Pour sa part, Google a indiqué qu’il n’a pas l’intention de bloquer les contenus des entreprises médiatiques canadiennes sur ses plateformes tant que la Loi ne sera pas officiellement en vigueur. La pleine entrée en vigueur de la Loi est prévue au plus tard 180 jours après la sanction royale du projet de loi C-18, soit le 19 décembre prochain.

Comment sera-t-il désormais possible d’accéder aux contenus de nouvelles canadiens ?

La façon la plus simple d’accéder aux nouvelles produites par les organisations médiatiques canadiennes est de se les procurer directement.

Le plus simple est de vous abonner directement aux publications de votre choix, une façon efficace de demeurer informé sans dépendre des géants du numérique, ce que la Loi aurait aussi pu encourager. Sur Internet, cela se fait en visitant le site Web des publications qui vous intéressent, voire en acceptant de recevoir des alertes sur votre navigateur Web.

Plusieurs médias, y compris Le Devoir, proposent aussi, sur une base quotidienne, hebdomadaire ou autre, des infolettres qui permettent de consulter leurs nouvelles à partir de votre boîte courriel.

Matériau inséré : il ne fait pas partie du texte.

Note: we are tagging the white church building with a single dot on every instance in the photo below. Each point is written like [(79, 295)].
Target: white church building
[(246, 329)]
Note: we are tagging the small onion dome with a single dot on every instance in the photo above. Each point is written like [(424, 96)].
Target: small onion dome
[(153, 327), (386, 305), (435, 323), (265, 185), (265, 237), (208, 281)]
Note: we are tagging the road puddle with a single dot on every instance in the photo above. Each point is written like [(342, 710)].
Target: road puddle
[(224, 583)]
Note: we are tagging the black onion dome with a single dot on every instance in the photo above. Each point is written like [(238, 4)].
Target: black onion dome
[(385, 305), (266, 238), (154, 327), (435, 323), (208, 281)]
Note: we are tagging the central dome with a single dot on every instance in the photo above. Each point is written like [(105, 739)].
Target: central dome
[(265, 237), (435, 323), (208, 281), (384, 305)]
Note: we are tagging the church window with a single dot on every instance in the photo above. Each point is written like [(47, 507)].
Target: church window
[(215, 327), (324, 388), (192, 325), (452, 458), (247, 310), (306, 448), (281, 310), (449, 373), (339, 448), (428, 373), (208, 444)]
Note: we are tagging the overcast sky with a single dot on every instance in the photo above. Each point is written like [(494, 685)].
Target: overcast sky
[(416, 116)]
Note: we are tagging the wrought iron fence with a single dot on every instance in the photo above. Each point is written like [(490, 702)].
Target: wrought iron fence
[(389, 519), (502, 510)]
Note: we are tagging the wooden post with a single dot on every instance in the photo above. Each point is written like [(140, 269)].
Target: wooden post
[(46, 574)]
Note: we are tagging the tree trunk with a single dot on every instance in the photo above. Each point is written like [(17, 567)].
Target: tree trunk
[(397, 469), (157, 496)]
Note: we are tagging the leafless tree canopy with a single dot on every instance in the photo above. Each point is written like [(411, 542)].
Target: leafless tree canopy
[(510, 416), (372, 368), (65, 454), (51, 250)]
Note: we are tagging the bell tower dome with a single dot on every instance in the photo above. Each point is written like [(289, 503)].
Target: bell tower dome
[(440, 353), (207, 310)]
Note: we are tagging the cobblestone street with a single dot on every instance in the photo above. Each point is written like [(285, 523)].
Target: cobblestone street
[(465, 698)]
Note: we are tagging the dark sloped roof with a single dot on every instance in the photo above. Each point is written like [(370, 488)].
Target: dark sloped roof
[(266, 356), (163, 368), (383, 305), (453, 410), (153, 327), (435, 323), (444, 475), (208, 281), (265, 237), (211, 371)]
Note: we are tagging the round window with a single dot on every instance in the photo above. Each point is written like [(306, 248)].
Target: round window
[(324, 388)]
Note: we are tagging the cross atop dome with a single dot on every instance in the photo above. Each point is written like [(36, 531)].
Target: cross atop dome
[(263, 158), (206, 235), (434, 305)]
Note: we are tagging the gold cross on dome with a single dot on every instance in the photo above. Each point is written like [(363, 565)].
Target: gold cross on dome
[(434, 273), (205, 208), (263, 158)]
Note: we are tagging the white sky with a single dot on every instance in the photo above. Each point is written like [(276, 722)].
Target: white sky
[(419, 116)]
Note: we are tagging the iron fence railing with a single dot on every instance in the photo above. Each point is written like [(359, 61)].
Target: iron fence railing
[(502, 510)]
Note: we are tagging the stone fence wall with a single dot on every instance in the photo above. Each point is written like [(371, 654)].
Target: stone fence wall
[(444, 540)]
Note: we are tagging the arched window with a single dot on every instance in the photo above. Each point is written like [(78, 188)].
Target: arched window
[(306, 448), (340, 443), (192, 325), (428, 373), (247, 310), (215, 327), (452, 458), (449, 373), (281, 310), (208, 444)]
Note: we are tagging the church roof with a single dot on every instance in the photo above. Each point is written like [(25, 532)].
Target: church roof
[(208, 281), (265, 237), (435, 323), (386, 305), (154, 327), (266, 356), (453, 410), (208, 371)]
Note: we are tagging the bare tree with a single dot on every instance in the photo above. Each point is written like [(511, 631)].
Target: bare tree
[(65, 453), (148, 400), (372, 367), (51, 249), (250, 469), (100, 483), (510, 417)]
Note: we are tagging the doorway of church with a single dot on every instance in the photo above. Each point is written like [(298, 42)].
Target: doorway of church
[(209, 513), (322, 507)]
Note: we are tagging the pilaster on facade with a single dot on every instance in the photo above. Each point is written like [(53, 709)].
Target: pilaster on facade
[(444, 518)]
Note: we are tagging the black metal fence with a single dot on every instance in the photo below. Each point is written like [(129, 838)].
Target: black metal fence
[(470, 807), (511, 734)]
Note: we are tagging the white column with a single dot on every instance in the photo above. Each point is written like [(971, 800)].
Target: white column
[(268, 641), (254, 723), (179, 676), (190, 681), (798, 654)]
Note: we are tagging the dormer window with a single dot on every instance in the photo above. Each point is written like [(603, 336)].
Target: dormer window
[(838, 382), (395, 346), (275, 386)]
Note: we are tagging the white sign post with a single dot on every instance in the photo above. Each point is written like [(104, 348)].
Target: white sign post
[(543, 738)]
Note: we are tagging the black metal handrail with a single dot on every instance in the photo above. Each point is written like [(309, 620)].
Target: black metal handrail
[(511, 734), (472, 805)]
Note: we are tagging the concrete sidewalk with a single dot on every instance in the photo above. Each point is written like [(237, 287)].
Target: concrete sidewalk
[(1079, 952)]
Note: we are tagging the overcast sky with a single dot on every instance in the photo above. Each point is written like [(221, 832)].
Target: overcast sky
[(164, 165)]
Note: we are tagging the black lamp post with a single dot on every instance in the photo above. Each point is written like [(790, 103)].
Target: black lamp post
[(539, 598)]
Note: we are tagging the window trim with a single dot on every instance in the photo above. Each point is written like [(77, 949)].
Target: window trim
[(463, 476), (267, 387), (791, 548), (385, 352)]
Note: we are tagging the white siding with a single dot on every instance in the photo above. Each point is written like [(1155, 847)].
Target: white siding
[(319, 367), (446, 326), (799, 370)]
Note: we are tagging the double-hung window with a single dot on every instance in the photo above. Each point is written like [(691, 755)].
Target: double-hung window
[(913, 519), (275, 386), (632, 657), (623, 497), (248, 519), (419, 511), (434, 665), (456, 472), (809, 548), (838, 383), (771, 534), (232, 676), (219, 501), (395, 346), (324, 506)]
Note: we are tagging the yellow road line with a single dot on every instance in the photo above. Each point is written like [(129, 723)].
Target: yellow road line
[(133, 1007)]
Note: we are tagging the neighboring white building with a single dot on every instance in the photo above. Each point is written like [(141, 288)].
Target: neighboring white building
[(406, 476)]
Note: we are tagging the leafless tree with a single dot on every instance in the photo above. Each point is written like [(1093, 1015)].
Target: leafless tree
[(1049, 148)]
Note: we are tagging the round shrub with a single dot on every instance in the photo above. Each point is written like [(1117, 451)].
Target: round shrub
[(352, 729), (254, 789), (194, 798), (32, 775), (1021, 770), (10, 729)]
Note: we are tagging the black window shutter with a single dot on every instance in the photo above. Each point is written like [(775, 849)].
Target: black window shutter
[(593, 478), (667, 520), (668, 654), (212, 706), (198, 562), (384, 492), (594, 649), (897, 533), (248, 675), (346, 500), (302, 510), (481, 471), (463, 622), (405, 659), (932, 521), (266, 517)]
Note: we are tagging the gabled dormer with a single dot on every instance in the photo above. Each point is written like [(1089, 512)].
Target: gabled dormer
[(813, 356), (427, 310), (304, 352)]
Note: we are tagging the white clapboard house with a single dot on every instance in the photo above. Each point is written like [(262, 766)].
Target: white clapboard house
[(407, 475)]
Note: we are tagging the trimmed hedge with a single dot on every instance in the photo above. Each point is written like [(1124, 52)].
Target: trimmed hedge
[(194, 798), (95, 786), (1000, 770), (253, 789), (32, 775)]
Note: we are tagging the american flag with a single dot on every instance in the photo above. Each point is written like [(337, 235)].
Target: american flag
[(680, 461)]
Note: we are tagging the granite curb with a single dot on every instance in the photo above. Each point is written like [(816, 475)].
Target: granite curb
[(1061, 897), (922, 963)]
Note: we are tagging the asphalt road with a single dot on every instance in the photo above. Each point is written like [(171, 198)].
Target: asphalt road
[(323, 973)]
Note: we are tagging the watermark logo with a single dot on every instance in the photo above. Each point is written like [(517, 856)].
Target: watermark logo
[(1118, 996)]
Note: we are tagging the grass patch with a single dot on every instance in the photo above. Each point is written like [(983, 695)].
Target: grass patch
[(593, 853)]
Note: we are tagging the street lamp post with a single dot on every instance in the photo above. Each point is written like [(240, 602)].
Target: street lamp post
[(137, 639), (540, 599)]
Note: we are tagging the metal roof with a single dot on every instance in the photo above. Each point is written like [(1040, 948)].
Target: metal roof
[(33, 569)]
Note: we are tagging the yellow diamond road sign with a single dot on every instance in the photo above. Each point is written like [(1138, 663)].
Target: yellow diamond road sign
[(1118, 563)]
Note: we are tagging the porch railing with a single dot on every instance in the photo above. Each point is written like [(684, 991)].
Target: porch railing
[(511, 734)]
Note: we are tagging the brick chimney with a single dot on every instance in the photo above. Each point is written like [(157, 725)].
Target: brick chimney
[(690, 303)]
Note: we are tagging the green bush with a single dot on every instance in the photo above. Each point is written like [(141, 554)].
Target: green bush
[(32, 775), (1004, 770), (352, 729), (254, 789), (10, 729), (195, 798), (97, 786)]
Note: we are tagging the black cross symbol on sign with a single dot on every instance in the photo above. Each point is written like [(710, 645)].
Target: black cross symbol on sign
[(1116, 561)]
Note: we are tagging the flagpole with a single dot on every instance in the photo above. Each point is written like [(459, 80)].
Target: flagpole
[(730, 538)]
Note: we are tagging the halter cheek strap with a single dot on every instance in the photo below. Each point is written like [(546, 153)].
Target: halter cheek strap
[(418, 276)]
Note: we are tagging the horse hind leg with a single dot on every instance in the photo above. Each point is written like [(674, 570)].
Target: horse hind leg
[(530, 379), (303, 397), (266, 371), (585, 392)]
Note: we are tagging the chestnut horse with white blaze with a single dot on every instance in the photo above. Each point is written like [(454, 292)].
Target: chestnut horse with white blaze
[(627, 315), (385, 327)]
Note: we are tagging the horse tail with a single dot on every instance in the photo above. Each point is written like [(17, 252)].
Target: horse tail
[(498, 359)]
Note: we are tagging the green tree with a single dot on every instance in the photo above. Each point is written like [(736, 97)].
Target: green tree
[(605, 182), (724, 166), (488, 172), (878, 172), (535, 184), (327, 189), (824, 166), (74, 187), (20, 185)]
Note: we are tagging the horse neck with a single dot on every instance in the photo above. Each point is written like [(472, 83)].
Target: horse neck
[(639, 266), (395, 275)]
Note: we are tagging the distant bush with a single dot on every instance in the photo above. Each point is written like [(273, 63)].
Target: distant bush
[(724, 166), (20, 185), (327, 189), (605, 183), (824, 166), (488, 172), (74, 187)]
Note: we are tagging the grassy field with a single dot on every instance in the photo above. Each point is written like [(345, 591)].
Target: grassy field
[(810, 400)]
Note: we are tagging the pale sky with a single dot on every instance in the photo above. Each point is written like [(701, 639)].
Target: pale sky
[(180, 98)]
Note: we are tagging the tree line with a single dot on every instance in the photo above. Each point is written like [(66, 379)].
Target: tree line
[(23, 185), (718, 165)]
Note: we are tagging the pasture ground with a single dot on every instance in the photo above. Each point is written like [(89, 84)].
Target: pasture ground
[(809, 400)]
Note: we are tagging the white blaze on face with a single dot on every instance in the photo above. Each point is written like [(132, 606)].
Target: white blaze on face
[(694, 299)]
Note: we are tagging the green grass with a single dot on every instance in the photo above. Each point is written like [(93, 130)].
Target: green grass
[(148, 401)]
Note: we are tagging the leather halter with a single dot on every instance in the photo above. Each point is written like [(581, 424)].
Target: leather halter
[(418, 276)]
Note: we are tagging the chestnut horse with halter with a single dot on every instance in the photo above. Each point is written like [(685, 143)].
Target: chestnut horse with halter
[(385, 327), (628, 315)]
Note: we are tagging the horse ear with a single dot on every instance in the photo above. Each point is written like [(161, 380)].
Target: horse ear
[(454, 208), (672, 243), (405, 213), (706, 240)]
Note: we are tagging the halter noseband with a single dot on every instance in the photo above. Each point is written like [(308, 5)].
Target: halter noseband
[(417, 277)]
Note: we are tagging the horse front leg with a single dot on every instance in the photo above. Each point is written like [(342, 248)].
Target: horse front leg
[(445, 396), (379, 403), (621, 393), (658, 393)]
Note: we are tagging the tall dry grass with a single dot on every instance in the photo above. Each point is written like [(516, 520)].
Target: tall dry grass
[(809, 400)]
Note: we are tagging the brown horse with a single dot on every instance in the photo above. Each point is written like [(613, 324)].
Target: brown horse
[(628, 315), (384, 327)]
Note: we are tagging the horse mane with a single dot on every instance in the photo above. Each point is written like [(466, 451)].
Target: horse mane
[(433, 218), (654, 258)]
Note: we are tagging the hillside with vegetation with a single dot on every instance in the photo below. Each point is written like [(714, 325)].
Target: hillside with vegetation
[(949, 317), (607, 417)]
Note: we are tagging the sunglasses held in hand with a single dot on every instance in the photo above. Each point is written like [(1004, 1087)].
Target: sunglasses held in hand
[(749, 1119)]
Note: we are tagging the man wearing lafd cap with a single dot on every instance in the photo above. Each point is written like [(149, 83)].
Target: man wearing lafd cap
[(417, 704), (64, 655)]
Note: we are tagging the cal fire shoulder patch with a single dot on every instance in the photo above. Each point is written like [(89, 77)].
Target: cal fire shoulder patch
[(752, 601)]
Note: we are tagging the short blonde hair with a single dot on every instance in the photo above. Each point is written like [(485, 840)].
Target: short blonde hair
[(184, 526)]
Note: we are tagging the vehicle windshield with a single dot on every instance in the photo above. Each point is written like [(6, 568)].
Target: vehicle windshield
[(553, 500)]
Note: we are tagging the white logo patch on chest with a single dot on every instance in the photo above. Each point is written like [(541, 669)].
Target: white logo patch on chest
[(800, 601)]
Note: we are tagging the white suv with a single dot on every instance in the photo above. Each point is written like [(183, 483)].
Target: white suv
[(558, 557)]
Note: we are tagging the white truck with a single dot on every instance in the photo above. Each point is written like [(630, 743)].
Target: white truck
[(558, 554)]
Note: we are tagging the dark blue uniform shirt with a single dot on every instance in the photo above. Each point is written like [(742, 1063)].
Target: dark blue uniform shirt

La même façon de consommer de l’information vaut pour les appareils mobiles, où il est aussi possible pour ceux qui le préfèrent de télécharger sur leur appareil les applications offertes directement par les médias pour consulter leur contenu dans cet environnement, plutôt que de passer par un réseau social.

Pourquoi ces géants du Web devraient-ils partager leurs revenus ?

Le gouvernement Trudeau a choisi de faire passer à la caisse les plus grosses plateformes du Web, qui sont actuellement Google et Facebook. Les entreprises qui les détiennent s’approprient près de 80 % des revenus publicitaires sur Internet et tirent avantage d’un « déséquilibre » du pouvoir de négociation avec les médias, selon Ottawa.

Seules les entreprises dominantes du marché des réseaux sociaux et de la recherche en ligne sont visées par la loi, ce qui exclut des géants technos comme Apple et Microsoft, même si leurs plateformes partagent elles aussi des nouvelles provenant des médias canadiens

 

Le ministre du Patrimoine canadien, Pablo Rodriguez, considère que Google et Facebook profitent du partage des contenus créés à fort prix par les médias canadiens « sans avoir à vraiment payer pour », au moment où un grand nombre de ces médias souffrent de difficultés financières.

Les plateformes sont d’un autre avis. Tant Facebook que Google ont fait valoir aux parlementaires qu’elles ont conclu des ententes avec plusieurs médias triés sur le volet, dont Le Devoir. Ces ententes sont désormais compromises. Google a chiffré à 250 millions de dollars la valeur des quelque 3,6 milliards de clics envoyés par son moteur de recherche vers des sites de nouvelles canadiens en une année.

Quelles seront les conséquences sur les médias canadiens du retrait des nouvelles de Meta et de Google ?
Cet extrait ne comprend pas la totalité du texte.